歯科医が教える矯正中のスポーツ用マウスガード
マウスガードの種類と選び方
矯正治療中にスポーツを行う方が使用するマウスガードは、歯科医院で作製するカスタムメイドタイプが最も安全です。
市販の手軽なボイル&バイトの製品は、歯面に装着してある矯正装置に添わせることは出来ず、下手にかみしめると矯正装置を壊してしまいます。

矯正装置との併用方法
カスタムメイドのマウスガードは、矯正装置の形状を考慮して設計されます。特に重要なのは、ワイヤーやブラケットとの干渉を避けながら、十分な保護機能を確保することです。

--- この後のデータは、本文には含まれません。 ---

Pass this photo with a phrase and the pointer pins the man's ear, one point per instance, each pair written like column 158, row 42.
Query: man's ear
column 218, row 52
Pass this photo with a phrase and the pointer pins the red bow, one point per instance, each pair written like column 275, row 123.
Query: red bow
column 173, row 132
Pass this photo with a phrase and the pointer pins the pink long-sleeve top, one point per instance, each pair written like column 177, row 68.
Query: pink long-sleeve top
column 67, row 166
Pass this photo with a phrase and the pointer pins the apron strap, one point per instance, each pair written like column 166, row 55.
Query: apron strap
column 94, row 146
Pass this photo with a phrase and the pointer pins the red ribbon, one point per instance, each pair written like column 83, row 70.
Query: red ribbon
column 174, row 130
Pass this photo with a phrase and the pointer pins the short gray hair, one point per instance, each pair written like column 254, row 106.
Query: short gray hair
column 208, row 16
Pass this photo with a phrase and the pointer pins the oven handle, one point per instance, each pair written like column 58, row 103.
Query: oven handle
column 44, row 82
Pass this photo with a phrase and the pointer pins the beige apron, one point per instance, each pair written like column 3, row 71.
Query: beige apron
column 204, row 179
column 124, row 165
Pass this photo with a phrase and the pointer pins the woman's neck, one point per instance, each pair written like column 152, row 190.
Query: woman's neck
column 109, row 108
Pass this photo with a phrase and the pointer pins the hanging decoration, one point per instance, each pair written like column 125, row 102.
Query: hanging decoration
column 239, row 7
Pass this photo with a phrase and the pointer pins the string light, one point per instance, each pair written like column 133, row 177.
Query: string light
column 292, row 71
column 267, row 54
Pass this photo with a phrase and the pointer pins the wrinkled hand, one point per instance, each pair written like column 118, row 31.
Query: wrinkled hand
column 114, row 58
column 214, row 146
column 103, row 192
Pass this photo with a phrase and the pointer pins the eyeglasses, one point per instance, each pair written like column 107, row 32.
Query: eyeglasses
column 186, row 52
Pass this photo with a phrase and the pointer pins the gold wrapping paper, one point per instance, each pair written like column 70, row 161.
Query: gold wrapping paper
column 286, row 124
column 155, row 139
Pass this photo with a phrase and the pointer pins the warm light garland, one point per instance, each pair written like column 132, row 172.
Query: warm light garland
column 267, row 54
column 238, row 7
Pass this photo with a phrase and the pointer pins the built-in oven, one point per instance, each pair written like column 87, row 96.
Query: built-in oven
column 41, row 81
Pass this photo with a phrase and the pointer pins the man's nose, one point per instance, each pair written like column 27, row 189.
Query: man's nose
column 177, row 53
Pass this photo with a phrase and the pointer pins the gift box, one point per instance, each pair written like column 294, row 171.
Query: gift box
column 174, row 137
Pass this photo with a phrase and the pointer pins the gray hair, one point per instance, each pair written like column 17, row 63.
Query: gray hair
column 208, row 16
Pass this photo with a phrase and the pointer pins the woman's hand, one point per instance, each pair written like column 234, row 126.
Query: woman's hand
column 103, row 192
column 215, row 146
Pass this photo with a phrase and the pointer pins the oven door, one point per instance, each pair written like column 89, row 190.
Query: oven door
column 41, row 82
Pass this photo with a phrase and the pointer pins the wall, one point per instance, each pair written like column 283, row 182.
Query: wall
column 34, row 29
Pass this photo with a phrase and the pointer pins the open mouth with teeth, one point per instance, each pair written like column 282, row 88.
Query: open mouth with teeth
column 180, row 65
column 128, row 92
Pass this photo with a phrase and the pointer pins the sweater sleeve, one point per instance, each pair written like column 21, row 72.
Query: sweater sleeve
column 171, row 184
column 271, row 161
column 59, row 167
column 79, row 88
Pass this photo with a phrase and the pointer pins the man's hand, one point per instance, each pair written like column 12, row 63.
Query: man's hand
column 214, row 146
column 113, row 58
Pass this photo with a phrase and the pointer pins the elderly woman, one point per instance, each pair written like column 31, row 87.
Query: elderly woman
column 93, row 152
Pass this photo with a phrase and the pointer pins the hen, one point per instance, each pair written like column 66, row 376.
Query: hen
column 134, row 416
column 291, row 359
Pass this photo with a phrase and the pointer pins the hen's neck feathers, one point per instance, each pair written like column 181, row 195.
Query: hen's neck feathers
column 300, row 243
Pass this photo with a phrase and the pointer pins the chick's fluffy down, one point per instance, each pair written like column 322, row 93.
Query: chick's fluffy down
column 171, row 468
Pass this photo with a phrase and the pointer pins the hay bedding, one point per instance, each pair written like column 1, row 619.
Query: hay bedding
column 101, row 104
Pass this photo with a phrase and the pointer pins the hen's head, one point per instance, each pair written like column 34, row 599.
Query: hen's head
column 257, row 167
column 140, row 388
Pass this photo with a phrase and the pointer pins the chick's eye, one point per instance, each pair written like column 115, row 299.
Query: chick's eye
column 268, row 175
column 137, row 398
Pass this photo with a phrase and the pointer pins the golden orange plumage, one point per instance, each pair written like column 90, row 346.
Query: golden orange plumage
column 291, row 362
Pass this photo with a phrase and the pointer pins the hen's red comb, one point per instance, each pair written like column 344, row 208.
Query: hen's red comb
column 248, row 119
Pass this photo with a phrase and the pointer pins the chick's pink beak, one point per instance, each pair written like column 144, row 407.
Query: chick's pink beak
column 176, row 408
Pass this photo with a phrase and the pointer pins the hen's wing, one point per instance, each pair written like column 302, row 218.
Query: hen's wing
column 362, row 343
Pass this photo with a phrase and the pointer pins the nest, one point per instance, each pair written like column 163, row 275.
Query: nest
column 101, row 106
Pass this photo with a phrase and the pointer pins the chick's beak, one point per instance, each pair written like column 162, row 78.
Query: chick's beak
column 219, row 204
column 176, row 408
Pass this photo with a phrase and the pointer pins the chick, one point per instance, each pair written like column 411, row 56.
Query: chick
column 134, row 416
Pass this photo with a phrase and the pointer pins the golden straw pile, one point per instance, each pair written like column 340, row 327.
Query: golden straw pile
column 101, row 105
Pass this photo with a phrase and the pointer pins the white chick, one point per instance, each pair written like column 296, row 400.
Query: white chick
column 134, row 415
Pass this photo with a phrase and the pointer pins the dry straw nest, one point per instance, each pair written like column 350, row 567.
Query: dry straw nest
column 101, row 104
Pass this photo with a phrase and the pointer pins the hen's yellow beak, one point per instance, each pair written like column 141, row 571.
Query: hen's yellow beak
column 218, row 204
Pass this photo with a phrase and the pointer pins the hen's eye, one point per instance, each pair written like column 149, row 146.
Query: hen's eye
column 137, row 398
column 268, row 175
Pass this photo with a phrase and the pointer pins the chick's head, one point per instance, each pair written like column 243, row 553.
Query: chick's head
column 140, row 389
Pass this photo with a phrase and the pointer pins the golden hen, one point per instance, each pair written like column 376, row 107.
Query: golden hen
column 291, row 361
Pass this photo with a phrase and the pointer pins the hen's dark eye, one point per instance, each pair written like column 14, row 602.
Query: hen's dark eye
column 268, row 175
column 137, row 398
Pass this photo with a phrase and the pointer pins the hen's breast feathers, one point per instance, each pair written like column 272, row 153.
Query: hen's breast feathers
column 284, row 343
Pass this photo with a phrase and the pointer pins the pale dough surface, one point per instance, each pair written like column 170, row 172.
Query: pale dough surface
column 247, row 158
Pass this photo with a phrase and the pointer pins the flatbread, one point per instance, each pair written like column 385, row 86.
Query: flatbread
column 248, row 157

通常、矯正装置の上から2〜3mmの厚みを持たせ、装置による粘膜への刺激を防ぎながら、外部からの衝撃も吸収できる構造となっています。
スポーツ時の安全対策
矯正中のスポーツ活動では、以下の点に特に注意が必要です:
1. 装置の破損予防
2. 口腔内の外傷予防
3. 適切な呼吸の確保
4. 素早い着脱が可能な設計
5. 緊急時の対応方法の確認
これらの要素を考慮したマウスガードの使用が、安全なスポーツ活動につながります。
装着時の注意点
マウスガードの装着は、以下の手順で行うことが推奨されます:
1. 装着前の手洗いと口腔内の清掃
2. 矯正装置の状態確認
3. マウスガードの清潔確認
4. 慎重な装着
5. フィット感の確認
特に、無理な力をかけての装着は避け、違和感がある場合は直ちに歯科医院での調整を受けることが重要です。
定期的なメンテナンス
矯正治療中のマウスガードは、通常より頻繁なメンテナンスが必要です。使用後は必ず専用の洗浄剤で清掃し、清潔な保管ケースで保管します。また、月1回程度の専門的なクリーニングと、3〜6ヶ月ごとの適合確認が推奨されます。劣化や変形が見られた場合は、速やかな交換が必要です。